The rapidly ballooning scope meant this turned into a full-blown project that'd take me a few weeks of nights and weekends, but would be a good demonstrator of what I can do with Go. I also decided I'd use it as an opportunity to learn gRPC and to do some fancy S3 things.

Things Explicitly out of scope

Since this is a personal project that's just for fun, there are several tasks that are out of scope. If this were for a work project or otherwise a revenue generating application, all of these things would be in scope.

Encryption between services.
Encrypted DB connection.
HTTPS for S3.
Using AWS S3 instead of minio.
- Using minio mostly so I don't have to pay any money for a hobby project. I also like self-hosting stuff when possible/reasonable.
Not using exec for the whisperer service.
- Since the interface uses gRPC and gRPC supports python, it'd be More Correct™ to rewrite it in python and call Whisper directly, but I don't want to write python..
Initial test coverage, TDD, etc.
- I'm learning how to use some technologies here. Trying to write tests for something when I have no idea how it works is kinda hard. I'm also doing this for fun, not work. I'm more interested in making progress instead of taking time to do it right.
- The KEY and BIF files will need some example files that aren't covered by someone else's copywrite.
- I'll eventually™ come back and write a lot of tests, but I'm not ready to do that.

Components

examine-fe
- Web frontend to act as the main interface to go-bif-examine.
- Shelved for now because gRPC between the frontend and backend wasn't as easy as I thought it would be and was requiring more effort to put but into somthing that wasn't Go.
go-bif-examine-cli.
- A cobra based CLI for interacting with go-bif-examine.
- Originally intended to just be a development tool, but turned into the main interface when I realized the web UI was going to be more effort than I thought.
- Uses gRPC to connect to go-bif-examine.
go-bif-examine.
- The main service:
  1. Manages the postgresql DB.
  2. Manages S3 objects.
  3. Parses received KEY and BIF files, stores metadata in DB, stores bif files in S3.
  4. When an instance of whisperer askes for a job, gets the metadata for an audio resource that hasn't yet been processed, generates a presigned GetObject URL, and responds.
  5. Stores results of whisperer.
- A monolith for simplicity; no need to break it out into microservices yet.
whisperer.
- The uncreatively named service that calls whisper.
- Requests job from go-bif-examine.
- Uses job information and presigned URL to only select the range of bytes from the bif file needed. This saves go-bif-examine from needing to save each resource as separate objects in S3.
- Can run multiple instances in parallel
postgresql
minio (for S3)

Results

I've found Whisper to be amazingly accurate on the majority of the files I've fed it. I can't share the audio for copywrite reasons, but this screencap of some of Minsc's lines has a few of the memorable ones. They should be easy enough to find on Youtube.

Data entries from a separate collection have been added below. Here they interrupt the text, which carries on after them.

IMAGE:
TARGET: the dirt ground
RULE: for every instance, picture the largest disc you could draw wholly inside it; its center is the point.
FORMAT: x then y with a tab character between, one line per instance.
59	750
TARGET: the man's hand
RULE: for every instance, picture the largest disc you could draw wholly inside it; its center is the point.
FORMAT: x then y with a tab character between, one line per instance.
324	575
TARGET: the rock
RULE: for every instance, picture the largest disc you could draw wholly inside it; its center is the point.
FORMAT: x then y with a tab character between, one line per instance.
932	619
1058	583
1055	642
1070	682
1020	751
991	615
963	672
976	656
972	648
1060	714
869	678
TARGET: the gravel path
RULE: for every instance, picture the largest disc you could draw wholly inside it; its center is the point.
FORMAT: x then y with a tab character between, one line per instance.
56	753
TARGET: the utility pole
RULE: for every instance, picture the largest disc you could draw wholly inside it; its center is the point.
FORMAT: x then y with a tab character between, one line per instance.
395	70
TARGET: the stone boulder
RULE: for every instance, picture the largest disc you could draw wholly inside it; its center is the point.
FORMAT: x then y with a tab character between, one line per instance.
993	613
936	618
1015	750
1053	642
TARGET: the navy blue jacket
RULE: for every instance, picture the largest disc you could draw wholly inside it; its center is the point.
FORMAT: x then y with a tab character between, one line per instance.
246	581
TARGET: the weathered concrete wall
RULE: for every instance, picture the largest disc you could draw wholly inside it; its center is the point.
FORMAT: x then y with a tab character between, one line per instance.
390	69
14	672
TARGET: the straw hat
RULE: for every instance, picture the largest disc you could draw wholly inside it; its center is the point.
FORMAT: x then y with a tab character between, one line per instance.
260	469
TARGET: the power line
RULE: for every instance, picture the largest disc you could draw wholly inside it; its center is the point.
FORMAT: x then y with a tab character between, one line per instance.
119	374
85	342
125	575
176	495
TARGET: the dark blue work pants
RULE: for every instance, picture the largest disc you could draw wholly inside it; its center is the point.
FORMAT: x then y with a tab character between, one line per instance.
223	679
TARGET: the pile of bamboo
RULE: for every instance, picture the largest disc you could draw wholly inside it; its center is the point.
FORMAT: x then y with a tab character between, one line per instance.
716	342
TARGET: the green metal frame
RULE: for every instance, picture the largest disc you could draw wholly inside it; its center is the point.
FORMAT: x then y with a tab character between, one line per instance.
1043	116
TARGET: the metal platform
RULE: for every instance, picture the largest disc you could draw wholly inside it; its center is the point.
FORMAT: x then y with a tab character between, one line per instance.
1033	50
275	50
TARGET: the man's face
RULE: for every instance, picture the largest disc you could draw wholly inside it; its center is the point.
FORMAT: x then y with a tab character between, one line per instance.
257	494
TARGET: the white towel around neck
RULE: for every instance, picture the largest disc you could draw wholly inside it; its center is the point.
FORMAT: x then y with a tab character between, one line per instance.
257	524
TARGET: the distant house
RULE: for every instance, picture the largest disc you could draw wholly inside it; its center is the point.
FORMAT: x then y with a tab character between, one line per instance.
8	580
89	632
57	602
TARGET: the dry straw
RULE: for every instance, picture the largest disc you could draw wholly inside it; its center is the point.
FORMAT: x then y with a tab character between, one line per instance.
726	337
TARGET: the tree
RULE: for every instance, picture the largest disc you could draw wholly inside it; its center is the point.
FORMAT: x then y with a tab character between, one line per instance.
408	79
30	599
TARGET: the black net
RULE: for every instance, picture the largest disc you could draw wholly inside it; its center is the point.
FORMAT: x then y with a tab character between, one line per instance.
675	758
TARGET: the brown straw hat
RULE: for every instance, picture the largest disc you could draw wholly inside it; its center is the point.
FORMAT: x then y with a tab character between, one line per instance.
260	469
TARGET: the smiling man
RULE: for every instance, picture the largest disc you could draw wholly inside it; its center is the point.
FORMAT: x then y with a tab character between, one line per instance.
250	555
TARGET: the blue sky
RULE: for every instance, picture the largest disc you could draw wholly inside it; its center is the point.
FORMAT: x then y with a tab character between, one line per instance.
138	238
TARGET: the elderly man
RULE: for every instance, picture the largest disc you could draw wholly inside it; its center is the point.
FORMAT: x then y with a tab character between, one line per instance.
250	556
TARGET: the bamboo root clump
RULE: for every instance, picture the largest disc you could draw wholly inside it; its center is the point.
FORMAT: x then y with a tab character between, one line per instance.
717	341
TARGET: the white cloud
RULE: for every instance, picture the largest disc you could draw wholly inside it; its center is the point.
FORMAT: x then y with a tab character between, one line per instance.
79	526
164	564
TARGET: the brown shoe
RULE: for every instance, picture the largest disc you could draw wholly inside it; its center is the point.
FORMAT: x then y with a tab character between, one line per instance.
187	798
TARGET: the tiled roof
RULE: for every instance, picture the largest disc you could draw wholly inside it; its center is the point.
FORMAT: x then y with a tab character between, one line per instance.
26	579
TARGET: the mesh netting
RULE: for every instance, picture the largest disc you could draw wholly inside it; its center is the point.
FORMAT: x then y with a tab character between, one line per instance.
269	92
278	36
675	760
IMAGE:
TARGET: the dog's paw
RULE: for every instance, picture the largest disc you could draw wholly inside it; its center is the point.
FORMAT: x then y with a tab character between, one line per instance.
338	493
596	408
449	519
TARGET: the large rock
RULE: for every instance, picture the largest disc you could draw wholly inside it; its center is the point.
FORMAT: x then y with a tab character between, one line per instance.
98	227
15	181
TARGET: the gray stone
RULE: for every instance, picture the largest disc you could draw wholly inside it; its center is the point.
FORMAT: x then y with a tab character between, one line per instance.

Listening to some of these files, it does very well even for characters with strong non-English accents. It doesn't always spell the character's name right, but it does a reasonably good job of phonetically capturing the sound.

However, I've found that in files where there isn't any dialog can often contain strange output; none of these files say "Thanks for watching!". Maybe the Whisper team used some Youtube videos in their training data? I'd need to read their paper to be sure, but to be honest, I'm not that interested in the nitty gritty details in how it works.

Whisper also gives some additional metadata, though I haven't found documentation describing it yet (mostly because I haven't tried that hard). I'm assuming the no_speech_prob field tells us the model's confidence of there not being any speech in the audio. Of the records shown in the last image, some of these are reasonably high, however some of them are kinda low.